Los chicos dejaban de hablar un momento cuando pasaba la joven madre, y luego reanudaban su conversación en un tono un poco más bajo. Era atractiva pero reservada. «¿Por qué no hablas con ella, Ed?», bromeó uno aquel sábado por la mañana. (Le gustaba proponer a los demás los placeres que él mismo no se atrevería a intentar). «Ven, habla con ella en el vestíbulo. ¿Por qué no lo haces, Ed?». Pero Ed, el viajante de ropa interior femenina, que estaba tomándose unos días libres a mitad de camino en su ruta habitual hacia el Sur, mordió el extremo de su cigarro y volvió a ajustar su pañuelo de seda azul marino. «Tengo mis propios planes, muchas gracias». Su número de habitación era, desde luego, el que más a menudo recibía llamadas telefónicas.
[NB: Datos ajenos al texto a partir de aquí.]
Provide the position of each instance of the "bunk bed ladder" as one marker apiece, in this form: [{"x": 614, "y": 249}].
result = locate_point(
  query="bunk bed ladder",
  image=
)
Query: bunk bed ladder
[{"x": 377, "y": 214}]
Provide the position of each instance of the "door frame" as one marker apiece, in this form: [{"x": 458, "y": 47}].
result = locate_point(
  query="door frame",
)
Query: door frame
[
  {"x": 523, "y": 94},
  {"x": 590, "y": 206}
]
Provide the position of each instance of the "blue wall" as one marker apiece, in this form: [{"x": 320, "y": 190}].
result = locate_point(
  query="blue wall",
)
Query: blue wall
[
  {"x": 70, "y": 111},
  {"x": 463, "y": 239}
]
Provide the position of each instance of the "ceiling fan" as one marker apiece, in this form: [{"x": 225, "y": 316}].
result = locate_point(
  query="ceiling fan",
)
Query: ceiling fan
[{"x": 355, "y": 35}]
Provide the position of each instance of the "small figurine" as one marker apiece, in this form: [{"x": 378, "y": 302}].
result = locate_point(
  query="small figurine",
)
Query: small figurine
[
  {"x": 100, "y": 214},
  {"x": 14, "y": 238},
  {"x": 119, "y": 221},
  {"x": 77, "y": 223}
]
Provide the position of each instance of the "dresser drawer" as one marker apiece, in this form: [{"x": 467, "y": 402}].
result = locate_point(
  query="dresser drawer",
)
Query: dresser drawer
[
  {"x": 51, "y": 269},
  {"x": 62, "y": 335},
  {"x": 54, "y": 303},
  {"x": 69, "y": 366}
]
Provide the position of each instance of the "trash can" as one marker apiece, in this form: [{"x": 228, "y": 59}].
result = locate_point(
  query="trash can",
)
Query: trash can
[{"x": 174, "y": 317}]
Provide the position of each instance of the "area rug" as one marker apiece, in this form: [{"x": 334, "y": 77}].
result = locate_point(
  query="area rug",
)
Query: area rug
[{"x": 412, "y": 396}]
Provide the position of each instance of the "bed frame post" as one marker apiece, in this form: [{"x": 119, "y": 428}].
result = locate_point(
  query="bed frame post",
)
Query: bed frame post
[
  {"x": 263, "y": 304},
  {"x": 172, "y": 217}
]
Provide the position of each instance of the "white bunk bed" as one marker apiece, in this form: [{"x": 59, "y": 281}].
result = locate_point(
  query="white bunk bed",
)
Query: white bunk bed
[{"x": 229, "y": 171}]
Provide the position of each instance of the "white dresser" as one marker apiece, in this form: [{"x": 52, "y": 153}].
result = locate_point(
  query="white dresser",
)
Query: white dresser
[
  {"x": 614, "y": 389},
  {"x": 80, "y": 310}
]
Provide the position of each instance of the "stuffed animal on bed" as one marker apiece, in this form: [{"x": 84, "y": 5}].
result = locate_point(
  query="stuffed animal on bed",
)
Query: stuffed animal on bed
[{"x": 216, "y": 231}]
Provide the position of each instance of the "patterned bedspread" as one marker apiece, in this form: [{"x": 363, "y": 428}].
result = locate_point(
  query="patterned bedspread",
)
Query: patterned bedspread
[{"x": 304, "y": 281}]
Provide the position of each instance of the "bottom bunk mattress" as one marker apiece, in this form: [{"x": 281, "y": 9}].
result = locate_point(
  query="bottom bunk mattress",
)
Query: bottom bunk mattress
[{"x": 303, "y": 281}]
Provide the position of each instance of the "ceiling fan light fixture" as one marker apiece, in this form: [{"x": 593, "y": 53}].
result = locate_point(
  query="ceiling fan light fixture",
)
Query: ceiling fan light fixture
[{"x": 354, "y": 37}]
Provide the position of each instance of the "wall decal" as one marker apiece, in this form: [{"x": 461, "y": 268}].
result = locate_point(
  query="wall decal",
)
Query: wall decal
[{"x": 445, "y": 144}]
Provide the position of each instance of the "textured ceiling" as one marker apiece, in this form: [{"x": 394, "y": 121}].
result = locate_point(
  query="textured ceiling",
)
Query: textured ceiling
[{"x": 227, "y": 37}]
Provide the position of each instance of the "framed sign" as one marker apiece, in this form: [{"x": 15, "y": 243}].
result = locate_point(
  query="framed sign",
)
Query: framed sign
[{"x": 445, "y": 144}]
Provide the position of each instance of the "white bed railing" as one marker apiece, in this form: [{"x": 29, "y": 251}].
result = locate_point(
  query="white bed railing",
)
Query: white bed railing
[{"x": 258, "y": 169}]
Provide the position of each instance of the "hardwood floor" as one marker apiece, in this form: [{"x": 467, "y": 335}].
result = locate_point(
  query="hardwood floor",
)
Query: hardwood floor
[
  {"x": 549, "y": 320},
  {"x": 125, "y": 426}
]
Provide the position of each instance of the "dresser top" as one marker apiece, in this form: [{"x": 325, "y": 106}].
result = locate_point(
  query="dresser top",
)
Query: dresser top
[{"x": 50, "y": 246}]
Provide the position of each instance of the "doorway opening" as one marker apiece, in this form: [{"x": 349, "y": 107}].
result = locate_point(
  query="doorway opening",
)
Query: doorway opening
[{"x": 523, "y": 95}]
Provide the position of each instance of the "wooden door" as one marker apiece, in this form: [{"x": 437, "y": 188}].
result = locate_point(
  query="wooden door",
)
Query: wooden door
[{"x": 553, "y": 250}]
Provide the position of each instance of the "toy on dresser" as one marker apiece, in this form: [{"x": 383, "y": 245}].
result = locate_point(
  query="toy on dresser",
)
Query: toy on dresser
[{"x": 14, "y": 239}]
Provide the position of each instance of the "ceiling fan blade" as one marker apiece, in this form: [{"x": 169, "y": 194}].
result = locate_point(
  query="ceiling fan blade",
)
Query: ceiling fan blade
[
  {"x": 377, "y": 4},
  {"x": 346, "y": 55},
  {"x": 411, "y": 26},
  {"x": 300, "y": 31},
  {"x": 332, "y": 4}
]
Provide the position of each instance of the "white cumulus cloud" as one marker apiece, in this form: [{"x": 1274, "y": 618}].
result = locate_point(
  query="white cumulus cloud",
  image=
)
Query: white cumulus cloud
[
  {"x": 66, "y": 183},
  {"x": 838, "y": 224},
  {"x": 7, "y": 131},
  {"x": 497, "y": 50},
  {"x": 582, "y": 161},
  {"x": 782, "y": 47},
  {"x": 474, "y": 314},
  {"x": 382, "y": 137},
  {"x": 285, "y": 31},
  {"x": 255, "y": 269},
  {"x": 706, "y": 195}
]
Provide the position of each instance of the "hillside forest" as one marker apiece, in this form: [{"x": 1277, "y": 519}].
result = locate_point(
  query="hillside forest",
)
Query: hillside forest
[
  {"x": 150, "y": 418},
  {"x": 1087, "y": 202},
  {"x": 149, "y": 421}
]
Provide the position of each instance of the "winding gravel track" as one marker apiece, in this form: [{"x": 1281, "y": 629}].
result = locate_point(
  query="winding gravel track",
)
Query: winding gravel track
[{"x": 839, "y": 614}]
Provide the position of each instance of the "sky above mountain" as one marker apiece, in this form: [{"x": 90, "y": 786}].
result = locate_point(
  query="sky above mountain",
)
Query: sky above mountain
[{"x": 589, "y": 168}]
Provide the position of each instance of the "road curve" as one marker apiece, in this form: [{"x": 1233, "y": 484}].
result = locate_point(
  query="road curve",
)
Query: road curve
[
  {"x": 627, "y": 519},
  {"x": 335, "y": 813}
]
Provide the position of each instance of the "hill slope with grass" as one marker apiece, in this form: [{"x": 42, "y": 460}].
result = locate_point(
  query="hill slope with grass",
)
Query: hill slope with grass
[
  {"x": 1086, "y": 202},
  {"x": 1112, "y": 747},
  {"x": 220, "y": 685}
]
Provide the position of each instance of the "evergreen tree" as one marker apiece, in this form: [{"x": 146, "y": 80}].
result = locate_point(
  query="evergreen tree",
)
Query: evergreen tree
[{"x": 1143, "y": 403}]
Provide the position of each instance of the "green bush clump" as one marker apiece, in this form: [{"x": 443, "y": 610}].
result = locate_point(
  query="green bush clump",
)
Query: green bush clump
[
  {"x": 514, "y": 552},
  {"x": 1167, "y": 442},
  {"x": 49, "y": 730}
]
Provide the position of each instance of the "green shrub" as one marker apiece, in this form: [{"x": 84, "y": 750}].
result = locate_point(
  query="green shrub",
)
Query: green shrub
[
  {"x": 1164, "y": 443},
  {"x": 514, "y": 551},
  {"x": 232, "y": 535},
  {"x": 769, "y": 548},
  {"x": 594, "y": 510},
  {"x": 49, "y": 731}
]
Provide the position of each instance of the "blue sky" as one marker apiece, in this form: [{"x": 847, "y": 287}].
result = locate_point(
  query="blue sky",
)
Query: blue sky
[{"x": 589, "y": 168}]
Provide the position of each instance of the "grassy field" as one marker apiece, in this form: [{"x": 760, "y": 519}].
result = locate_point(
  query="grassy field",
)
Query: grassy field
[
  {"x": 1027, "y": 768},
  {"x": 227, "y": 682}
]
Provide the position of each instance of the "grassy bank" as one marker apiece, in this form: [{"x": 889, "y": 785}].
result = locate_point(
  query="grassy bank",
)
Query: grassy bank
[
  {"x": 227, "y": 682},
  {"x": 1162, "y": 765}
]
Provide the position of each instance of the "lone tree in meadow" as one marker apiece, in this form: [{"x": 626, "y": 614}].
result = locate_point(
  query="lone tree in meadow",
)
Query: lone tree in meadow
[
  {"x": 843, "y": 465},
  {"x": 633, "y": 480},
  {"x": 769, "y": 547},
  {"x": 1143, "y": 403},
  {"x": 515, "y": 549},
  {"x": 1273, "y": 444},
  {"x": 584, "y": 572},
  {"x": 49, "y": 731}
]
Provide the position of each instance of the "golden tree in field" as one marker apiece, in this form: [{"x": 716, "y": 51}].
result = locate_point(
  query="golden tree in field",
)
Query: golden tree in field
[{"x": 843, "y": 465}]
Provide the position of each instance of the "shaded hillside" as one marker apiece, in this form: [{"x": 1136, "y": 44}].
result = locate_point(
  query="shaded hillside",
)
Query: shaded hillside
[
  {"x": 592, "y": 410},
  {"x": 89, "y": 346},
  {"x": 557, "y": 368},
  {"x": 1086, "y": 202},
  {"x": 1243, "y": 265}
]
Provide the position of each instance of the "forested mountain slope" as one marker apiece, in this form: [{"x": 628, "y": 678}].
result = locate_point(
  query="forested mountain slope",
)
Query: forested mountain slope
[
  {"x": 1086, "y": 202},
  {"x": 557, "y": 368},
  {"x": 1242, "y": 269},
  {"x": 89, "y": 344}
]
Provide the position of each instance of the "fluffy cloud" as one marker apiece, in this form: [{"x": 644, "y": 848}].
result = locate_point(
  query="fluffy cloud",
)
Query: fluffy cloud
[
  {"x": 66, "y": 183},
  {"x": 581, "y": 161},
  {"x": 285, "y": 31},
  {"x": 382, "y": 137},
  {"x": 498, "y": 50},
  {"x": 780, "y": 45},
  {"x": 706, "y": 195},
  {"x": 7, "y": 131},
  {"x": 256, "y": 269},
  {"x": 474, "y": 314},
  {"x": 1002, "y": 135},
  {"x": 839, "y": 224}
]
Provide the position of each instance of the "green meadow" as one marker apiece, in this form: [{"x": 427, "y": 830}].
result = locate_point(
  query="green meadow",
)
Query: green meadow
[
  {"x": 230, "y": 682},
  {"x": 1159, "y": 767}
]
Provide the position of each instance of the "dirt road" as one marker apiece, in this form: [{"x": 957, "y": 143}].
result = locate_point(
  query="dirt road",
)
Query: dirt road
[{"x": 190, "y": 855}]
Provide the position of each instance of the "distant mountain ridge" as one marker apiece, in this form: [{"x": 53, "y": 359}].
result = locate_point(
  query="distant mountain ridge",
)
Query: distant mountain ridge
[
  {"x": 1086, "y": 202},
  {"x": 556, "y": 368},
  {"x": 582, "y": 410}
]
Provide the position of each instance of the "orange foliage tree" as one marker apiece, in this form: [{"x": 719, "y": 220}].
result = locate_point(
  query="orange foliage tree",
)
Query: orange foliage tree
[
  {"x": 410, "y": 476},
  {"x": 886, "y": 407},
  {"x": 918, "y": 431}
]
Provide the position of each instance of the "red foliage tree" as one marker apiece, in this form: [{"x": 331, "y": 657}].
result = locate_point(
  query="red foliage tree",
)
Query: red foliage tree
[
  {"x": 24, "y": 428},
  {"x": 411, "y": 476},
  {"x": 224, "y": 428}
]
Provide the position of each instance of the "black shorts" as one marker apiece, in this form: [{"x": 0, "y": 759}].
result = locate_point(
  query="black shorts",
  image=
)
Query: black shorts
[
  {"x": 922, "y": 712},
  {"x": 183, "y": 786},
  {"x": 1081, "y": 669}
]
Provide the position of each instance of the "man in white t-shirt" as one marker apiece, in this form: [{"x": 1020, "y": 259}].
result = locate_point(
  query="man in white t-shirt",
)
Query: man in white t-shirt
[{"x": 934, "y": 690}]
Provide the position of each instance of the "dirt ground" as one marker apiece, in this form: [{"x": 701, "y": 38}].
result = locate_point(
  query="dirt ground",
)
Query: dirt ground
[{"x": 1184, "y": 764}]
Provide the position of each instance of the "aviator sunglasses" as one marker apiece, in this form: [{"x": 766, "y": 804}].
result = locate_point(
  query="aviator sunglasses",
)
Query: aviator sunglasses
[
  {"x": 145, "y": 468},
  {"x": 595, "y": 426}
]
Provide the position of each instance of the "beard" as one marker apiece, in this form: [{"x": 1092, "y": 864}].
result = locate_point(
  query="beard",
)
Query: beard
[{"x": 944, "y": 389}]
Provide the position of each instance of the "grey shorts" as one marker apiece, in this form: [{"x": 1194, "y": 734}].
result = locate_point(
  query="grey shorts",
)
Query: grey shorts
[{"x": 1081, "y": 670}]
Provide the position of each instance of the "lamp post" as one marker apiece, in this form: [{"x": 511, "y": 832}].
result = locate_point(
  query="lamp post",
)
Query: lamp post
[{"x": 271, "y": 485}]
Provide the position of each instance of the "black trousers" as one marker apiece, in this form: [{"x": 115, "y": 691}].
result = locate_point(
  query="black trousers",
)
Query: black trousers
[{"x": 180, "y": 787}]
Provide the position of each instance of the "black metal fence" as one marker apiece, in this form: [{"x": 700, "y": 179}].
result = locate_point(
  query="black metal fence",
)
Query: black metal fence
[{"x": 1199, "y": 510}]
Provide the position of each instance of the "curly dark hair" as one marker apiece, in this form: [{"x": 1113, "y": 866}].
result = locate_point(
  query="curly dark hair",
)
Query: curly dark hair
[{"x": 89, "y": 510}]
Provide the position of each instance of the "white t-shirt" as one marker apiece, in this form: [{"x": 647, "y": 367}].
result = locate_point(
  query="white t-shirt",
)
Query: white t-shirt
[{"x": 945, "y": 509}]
Aquí estaba ya el botones, un pequeño indio con una cabeza de tiesos cabellos negros que parecían púas de puercoespín y con una voz como la de un muñeco de ventrílocuo, gritando el número de Ed a lo largo de la terraza: «¿Dos-cero-ocho?… ¿Dos-cero-ocho?».

El viajante entró para contestar su llamada, pero los demás chicos, preguntándose si deberían bajar al club a jugar al snooker, aún pudieron verla en la esquina, mirando hacia un lado y luego hacia el otro, antes de que cruzara delante del puesto de los zulúes, de los rickshaw que hacían susurrar en los tobillos sus brazaletes hechos de cáscaras de cacahuetes y agitaban las cabezas adornadas con cuernos y plumas, como si el viento las hubiera levantado de pronto. Evidentemente, el niño se había asustado, porque ella apretó el paso, arrastrándole como si fuera un cachorro con una cadena. Y luego desapareció. La playa se esparcía entre la gente como retazos rutilantes; tantos niños ensordecedores, tantas mujeres tumbadas boca abajo que nadie podía saber dónde se había metido o detrás de qué revista se ocultaba.

Pero todos sabían que a la hora de comer volvería a aparecer, esparciendo capas de arena en las que las pisadas del niño se irían imprimiendo por los escalones, sobre la alfombra roja y dentro del ascensor; ella le sostenía sobre la cadera en el ascensor y él miraba con ojos grandes, sin pestañear, y a veces ella limpiaba la arena de su frente húmeda mientras él la seguía mirando, inmóvil. Olían a mar y pescado fresco. Media hora más tarde, ella estaría sentada en su mesita, al fondo del comedor, sus cabellos húmedos recogidos en una cola de caballo, sus manos pálidas descansando encima de la mesa, frente al vaso de agua.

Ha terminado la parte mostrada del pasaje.